What lessons did Brazil learn from the Zika pandemic that apply now?
We learnt that you should prepare the country beforehand. When the Zika epidemic started, we had labs that could still work very well. We had cooperation between scientists all around the country, and researchers found ways to help mothers to avoid Zika, to take precautions. We learned that cooperation in science is important. Having good equipment is important. Having good people is important. Have we built a public policy based on this learning process? No, certainly not.
How have budget cuts affected science in Brazil?

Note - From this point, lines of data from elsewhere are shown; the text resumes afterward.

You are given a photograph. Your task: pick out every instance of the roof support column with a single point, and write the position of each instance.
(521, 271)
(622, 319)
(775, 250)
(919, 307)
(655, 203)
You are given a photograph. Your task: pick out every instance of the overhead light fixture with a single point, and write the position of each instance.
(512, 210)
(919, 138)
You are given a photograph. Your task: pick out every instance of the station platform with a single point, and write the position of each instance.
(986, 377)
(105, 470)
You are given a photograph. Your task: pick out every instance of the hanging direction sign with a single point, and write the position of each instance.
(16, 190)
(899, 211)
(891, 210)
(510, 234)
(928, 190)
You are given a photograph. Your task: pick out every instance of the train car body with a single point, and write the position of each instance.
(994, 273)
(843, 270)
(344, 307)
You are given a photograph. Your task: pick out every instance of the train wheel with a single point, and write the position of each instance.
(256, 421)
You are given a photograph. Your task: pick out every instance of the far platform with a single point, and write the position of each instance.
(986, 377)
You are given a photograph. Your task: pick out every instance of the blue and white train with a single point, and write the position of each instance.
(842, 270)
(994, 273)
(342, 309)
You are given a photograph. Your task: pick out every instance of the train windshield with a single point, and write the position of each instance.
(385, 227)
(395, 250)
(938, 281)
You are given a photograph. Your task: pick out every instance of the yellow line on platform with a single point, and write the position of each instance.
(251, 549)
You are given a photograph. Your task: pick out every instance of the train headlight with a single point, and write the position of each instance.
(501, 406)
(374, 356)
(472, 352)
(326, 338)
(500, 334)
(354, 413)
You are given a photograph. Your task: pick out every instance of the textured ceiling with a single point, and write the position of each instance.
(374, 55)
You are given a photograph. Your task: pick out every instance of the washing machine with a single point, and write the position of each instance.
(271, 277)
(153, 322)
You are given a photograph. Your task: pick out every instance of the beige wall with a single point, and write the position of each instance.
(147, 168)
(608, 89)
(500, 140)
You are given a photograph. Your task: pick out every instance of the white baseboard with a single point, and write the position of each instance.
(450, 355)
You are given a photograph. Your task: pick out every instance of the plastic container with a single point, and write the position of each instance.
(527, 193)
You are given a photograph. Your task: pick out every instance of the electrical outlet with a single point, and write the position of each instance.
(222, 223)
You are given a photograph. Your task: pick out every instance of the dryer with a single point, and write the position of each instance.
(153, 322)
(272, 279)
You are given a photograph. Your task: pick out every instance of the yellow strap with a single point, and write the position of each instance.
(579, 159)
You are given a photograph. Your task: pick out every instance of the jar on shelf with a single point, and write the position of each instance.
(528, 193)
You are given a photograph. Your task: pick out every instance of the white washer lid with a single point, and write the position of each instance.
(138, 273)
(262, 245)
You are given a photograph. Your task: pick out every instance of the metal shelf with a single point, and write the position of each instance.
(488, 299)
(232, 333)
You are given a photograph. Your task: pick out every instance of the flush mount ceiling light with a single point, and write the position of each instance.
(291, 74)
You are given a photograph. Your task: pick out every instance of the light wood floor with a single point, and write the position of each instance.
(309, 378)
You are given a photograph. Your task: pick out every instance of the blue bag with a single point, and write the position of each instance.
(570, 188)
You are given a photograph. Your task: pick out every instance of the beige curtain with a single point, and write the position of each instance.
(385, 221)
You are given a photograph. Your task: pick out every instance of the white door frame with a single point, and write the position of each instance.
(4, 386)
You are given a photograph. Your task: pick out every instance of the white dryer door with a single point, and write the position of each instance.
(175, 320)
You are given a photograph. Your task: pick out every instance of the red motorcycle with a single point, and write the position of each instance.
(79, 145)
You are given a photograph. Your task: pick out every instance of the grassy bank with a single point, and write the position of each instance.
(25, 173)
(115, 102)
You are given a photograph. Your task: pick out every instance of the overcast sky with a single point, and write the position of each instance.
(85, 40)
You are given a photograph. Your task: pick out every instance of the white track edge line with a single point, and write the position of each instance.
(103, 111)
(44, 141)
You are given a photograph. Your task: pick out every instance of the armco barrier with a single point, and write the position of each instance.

Since 2013, science funding in Brazil has gone down steadily. We have obsolete equipment in many labs, and the labs have fewer supplies. Because of cuts to the science budget, young scientists have left Brazil. Four young people left my group last year — bright people who have gone to other countries. It’s not just a question of a lack of resources. It’s also the general ambience in the country, the fact that they feel there is no encouragement from the government to do science in Brazil. That’s bad for Brazil, because these are the people who bring new ideas, and they are very motivated.
What possibilities do you see for post-pandemic research?
Brazil’s pharmaceutical industry is focused on generic drugs, producing pharmaceuticals that were originally developed by companies in other countries. There is a paradox there. Brazil has about 20% of the world’s biodiversity, and we don’t profit from that, because of an industrial policy that was betting on generics and not stimulating start-ups that could use Brazilian biodiversity for biomedicine. This pandemic has given rise to discussions on how to have a pharmaceutical industry centred on biopharmaceuticals based on Brazilian biodiversity.
This interview has been edited for length and clarity.